At the touch of a fingertip, three iPhone applications created by Dan Ariely, James B. Duke professor of behavioral economics, and his research team will help users make better, more rational decisions. 

Forecast to launch in the Apple iPhone app store next month, these applications will provide a channel for Ariely to study people’s behavior in real time as each person who purchases one of these applications can be a subject in one of his behavioral studies. 

The three applications, tentatively named “Perspective,” “At A Boy,” and “Procrastination Buster” will be a window into subjects’ lives, said Samuel Iglesias, a graduate student in the Fuqua School of Business and a member of Ariely’s research team. 

“Perspective” lets a user choose 10 to 15 people he trusts and deem them his “Outside Perspective.” When making a decision, users select a person from an “Outside Perspective” and is asked to imagine what that person would do in their position. “Perspective” can then send an e-mail to the chosen person, who responds with what he or she really would have done. This feedback creates an opportunity for long-term learning Ariely said. 

“Simply by thinking about what other people would do… helps you make a more rational decision,” Iglesias said.

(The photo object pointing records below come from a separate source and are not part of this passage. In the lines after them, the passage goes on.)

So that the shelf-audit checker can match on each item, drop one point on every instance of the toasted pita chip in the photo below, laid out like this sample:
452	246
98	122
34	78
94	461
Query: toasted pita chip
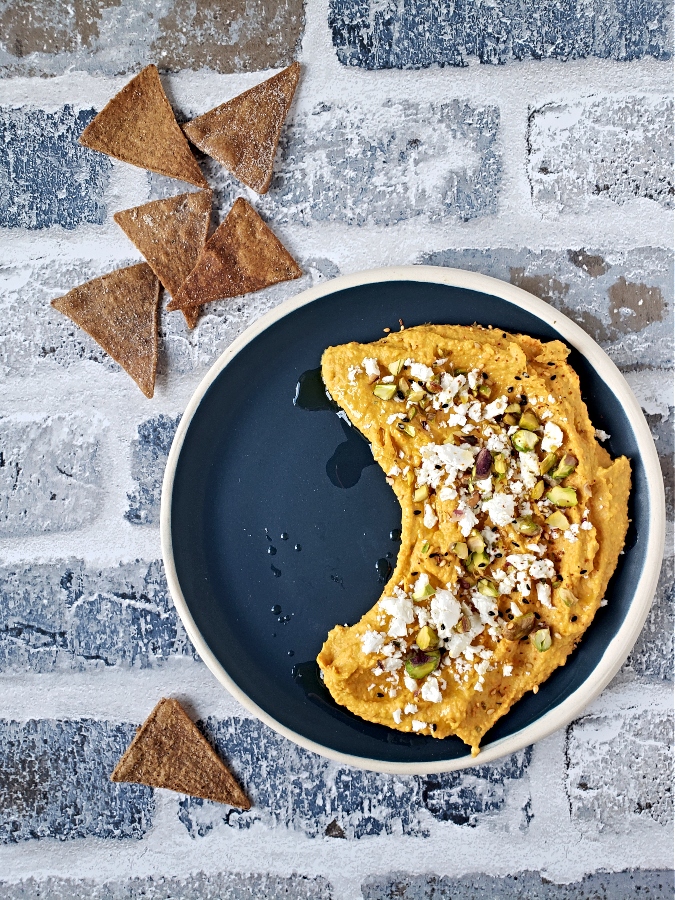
243	134
242	255
119	311
138	126
170	234
169	751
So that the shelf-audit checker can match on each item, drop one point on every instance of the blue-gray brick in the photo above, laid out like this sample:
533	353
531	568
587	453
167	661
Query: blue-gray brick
149	453
619	769
420	33
46	178
196	886
113	37
292	788
50	478
611	149
651	884
66	615
623	299
55	782
401	161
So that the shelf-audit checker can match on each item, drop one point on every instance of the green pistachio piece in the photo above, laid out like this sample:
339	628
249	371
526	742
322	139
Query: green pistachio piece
526	525
560	496
542	639
524	440
385	391
565	467
427	639
519	627
487	588
529	421
421	663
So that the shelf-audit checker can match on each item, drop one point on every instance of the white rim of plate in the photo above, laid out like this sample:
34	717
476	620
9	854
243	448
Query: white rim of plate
623	641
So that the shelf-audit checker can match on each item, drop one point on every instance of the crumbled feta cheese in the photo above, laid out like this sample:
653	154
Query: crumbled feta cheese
553	437
430	517
431	691
500	508
371	367
419	370
401	611
372	641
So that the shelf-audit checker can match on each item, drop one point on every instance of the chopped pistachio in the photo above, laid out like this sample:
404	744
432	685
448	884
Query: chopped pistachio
558	520
560	496
519	627
460	550
537	491
419	664
565	467
542	639
526	525
547	463
487	588
385	391
529	421
524	440
427	639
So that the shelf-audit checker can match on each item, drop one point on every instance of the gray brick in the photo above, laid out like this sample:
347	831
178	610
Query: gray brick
402	161
610	149
65	615
623	299
36	338
651	884
197	886
421	33
619	767
46	178
149	453
50	478
113	37
292	788
54	782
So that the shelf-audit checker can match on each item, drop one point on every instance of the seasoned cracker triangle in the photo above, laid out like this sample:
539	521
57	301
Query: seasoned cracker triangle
119	310
243	133
138	126
169	751
170	234
242	255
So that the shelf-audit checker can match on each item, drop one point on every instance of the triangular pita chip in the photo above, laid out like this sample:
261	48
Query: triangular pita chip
119	311
138	126
243	134
170	234
242	255
169	751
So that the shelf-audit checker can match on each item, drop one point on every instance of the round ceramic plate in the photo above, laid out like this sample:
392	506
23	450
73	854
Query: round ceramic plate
277	524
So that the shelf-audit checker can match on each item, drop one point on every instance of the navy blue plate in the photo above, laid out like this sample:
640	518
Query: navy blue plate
277	524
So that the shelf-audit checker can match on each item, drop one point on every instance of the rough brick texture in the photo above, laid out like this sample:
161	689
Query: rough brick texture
113	37
54	782
198	886
647	883
419	33
50	478
619	770
67	615
623	299
46	178
601	149
293	788
404	160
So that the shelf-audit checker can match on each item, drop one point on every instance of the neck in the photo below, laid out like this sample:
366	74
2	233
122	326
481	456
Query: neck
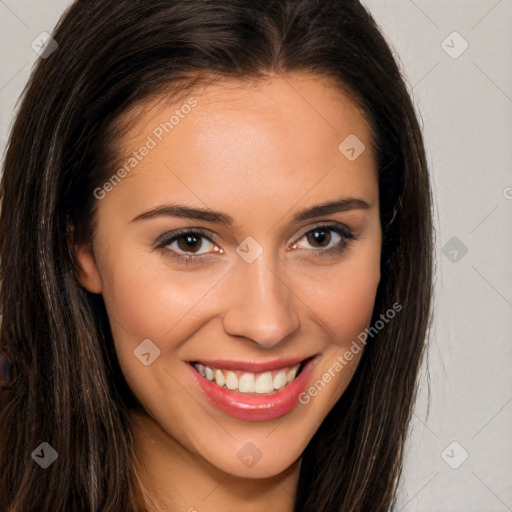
174	478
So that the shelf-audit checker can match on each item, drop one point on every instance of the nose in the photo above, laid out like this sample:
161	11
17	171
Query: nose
261	304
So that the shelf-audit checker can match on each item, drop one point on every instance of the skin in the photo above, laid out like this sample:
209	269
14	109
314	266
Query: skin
259	153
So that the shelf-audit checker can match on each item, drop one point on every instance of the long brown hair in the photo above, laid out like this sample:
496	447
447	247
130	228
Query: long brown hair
70	391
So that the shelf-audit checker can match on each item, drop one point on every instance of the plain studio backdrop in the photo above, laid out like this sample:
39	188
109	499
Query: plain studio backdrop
456	57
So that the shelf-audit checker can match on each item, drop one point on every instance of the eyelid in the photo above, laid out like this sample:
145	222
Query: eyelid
166	239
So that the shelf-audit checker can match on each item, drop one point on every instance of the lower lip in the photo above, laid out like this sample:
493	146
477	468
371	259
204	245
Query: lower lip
256	408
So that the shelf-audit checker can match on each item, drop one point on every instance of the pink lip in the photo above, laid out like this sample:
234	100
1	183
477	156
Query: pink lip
247	366
256	408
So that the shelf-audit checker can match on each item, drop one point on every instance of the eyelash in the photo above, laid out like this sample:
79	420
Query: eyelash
166	239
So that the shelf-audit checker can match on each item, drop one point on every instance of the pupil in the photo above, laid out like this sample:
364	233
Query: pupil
191	242
319	236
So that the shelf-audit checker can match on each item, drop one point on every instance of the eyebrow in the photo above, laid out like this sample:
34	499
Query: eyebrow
207	215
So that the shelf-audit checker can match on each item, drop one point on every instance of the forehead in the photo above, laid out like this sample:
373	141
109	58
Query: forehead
278	138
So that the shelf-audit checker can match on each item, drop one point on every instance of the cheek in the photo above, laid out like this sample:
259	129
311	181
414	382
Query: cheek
148	300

People have a difficult time choosing between two things if they are very different but yield about equal amounts of utility or happiness, Ariely said. The “Procrastination Buster” app prevents users from prolonging decisions like this. A user enters a dilemma and sets a deadline for the decision. If users have not made a decision by the due date, the application will decide for them. If they do not like the outcome, they can choose the other option.

Ariely compared the “Procrastination Buster” to flipping a coin.

“When the coin is in the air, you often will know which side you want it to land on,” he said. In essence, the application does not make the decision for the user, but terminates the cycle of comparing one option over the other and sheds light on what she truly prefers.

The third application is not about decision-making. It is about happiness. “At A Boy” gives users random compliments on demand. 

“At A Boy” was fueled by past studies that showed compliments, even from strangers, could better a person’s mood. Users could turn to their phone and see Iglesias’ compliment: “You have the extra something that can take you to the next level.” Compliments can be rated and users can submit their own. The goal for Ariely’s team is to build a database of compliments and send out highly rated ones more often. 

Iglesias and Nithim Varam, a research assistant from Ariely’s team, said they are confident these applications will be popular among iPhone users.

“I see great value in apps,” Varam wrote in an e-mail. “When I have discussions with friends to get their feedback on the features of the apps, I can clearly see that they are excited and would be interested in using them.”

If users buy the new applications, Ariely’s team will profit in more than just dollars and cents.

 “We will find out what people are contemplating,” Ariely said. “Each application gives insight to the small detail of how they are making each decision.”